Glode-Desrochers sees that fear on faces in her community every day. Hers is the only friendship centre of its kind in Nova Scotia. And the people keep coming. When she took over as executive director her annual budget was about $1.2 million (funded more or less evenly by the federal and provincial governments) to support seven programs. Today it’s $15 million for 55 programs. 

“We may support over 5,000 people now, but I suspect there’s more than 20,000 working and living in Halifax,” she says. “We literally have people from all First Nations right across Canada. We have Metis from out West. We have also seen a huge influx of Inuit people.” 

And she expects that growth to continue. “Whether it’s the medical health centre that we just opened, or employment training, we have lots of things happening,” she says. “Develop Nova Scotia actually gave us a property down on the waterfront, so we’re going to start looking at some tourism and social enterprise opportunities … The need for the new friendship centre is not just for breaking down barriers and building relationships, but for actually providing a safe space for my own community members to come in and see themselves.” 

Paul appreciates the urgency. “I really applaud Pam for having this vision, and having the patience to navigate it,” he says. “It’s an incredible testament to her leadership. She and the board of the friendship centre have this amazing commitment. It will be an incredible gem the Indigenous community needs badly. It will be fantastic when, not if, it happens.” 

Glode-Desrochers also sees the pieces falling into place. In May, the federal government promised $4 million for design and construction (a bill that could run as high as $50 million when the dust settles). The Atlantic Canada Opportunities Agency followed with $910,000. 

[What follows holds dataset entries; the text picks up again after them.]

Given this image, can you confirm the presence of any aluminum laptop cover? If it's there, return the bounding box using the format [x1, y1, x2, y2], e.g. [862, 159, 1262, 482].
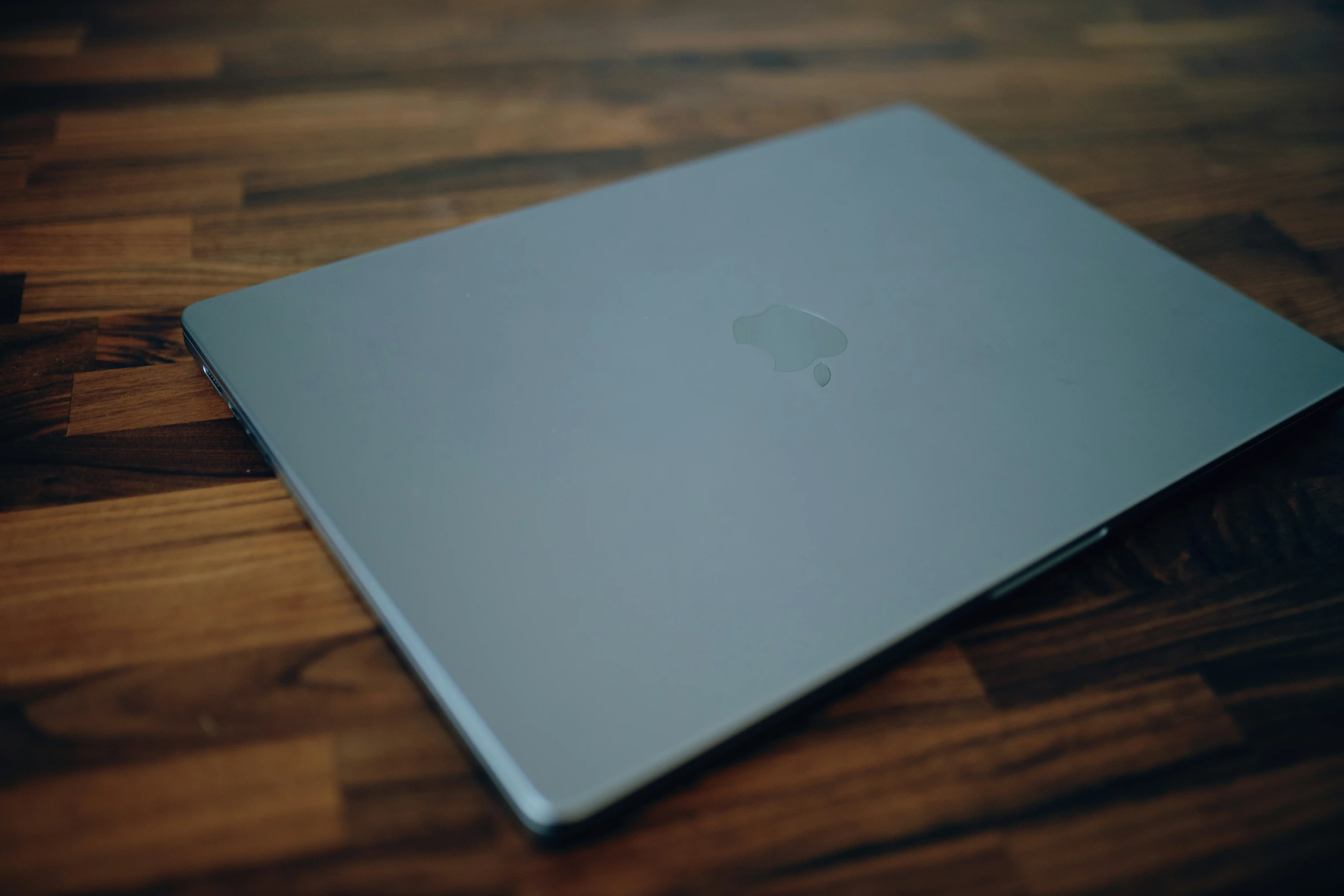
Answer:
[183, 106, 1344, 833]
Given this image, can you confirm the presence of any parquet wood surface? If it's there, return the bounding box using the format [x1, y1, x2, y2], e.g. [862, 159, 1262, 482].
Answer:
[0, 0, 1344, 896]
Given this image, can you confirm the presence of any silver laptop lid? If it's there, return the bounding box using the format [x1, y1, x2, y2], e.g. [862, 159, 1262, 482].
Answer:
[183, 107, 1344, 830]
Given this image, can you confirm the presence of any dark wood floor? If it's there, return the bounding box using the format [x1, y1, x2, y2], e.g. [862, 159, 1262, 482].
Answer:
[0, 0, 1344, 896]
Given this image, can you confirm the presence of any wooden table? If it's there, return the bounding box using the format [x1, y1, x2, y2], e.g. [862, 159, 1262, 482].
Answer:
[0, 0, 1344, 896]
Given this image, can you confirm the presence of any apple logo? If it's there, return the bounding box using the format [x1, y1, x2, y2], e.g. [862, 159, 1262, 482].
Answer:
[733, 305, 849, 385]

As for the reported land transfer from HRM, she smiles and speaks circumspectly. 

“I think we have some really good indications that this is going to happen at all levels of government,” she says. “But I also think the trigger piece was, or is, HRM’s ability to move that (Canadian Blood Services) land from economic development (use) into the community stream for us … I don’t think that’s any secret.” 

That, too, may be a welcome sign of the times.